As jobs dwindle, more people are heading to the library to search for work online, to apply for public assistance, and use public computers to create and update resumes, said Andrew Breidenbaugh, chief librarian for the Tampa-Hillsborough County Public Library system.
At the main library downtown, use has increased about 25 percent since September, he said.
"At the moment, there are very few times during the day when the majority of our computers are not being used," Breidenbaugh said.
But the increased activity comes at a time when the nonprofit fundraising arm for the county's local libraries undergoes a major transition.
The Friends of the Library of Tampa-Hillsborough County Inc. is restructuring the charter board that oversees neighborhood branches, which raise money for author visits and other library programs.
The change comes after a 2007 audit recommended creating a board that better represents the different Friends of the Library chapters, a move that will give the county authority to audit the growing constellation of groups.
Specific amounts that these groups raise couldn't be determined because no central auditing system has been in place, library system director Joe Stines said. "I can't tell you how much (Friends chapters) spend on the libraries," he said. They "collect hundreds of thousands of dollars."
(A separate Public Library Board appointed by county commissioners oversees the system's $53 million taxpayer supported budget.)
County budget cuts caused by the economic downturn are expected to put more pressure on Friends of the Library to support the countywide system and local branches with fundraising and volunteers.
"That's our raison d'etre," said Friends president Bernadette Storck. "We can make cultural aspects of life available in the library that you can't put in the ordinary budget."
The Tampa-Hillsborough library system has 25 branches, including several without a supporting Friends of the Library group.
The new charter board will consist of 20 members: 14 of them representing specific branches and six at-large members for those branches without Friends groups.
Current branch groups — including chapters that recently sprouted at the John F. Germany and Jan K. Platt libraries — will remain active, although less independent than before.
They will pay dues to the charter board for expenses such as bookkeeping.
The charter board is expected to adopt new bylaws in March, paving the way to name the new board members.
A new Friends board could be named in April.
Cathy Teti, interim president of the Friends group at the Platt Library, describes the new board as moving from "a parent-child relationship to more of an affiliation of chapters."
Carol Jones, president of the Bloomingdale Friends of the Library, said branch chapters will have to learn to balance between the needs of the library system and their local community identity.
"I firmly believe this is a change in the right direction," Jones said.
A thorny issue yet to be resolved is how the branch chapters will financially support the charter group.
Jones said her local chapter members "had to be peeled off the ceiling" upon learning they would have to contribute to the charter organization.
Storck said the charter chapter will use $43,000 from a private donation to cover its first year of bookkeeping, insurance and other expenses.
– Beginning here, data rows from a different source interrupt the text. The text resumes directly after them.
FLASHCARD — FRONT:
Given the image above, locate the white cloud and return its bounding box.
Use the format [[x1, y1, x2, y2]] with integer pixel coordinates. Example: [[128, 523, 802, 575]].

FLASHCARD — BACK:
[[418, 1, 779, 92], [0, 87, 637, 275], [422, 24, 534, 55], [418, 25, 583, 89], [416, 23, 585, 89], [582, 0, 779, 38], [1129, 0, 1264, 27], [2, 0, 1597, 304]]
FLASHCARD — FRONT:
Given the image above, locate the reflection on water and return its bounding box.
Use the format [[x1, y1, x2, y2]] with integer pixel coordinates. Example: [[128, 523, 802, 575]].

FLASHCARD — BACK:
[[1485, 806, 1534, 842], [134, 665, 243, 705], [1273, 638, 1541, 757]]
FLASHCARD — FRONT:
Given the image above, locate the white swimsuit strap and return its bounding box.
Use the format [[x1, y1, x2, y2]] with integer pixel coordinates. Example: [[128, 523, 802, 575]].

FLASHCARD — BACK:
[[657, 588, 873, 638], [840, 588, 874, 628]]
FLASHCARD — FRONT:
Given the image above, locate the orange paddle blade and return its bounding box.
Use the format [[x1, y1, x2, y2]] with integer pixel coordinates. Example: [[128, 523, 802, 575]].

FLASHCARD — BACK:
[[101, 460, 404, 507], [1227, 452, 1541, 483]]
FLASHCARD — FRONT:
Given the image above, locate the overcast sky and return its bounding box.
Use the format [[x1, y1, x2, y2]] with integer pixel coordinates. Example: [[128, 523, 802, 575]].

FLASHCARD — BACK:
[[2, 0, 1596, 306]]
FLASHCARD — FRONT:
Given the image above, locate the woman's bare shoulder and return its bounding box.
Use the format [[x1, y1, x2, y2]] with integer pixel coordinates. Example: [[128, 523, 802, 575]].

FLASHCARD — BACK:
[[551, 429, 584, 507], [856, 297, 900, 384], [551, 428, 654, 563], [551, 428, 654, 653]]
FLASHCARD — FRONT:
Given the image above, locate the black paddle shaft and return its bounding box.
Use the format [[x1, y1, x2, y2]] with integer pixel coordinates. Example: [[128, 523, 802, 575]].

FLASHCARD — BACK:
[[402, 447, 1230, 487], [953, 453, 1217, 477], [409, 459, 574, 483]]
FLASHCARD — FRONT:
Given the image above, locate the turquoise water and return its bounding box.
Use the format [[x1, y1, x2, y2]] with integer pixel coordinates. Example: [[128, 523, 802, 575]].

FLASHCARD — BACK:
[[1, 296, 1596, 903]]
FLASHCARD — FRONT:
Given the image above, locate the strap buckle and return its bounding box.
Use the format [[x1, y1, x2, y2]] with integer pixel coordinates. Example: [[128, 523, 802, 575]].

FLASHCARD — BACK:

"We are looking at sponsorships and concerts, but there will have to be some dues (from branch chapters)," she said.
Sally Reed, executive director of the Philadelphia-based Association of Library Trustees, Advocates, Friends and Foundations, said she has seen similar consolidations in other parts of the country.
"The reality is people who run the book sale want to do it for the library in their neighborhood," Reed said. "It's hard for them to be moved to work as one group. It is kind of a turf issue."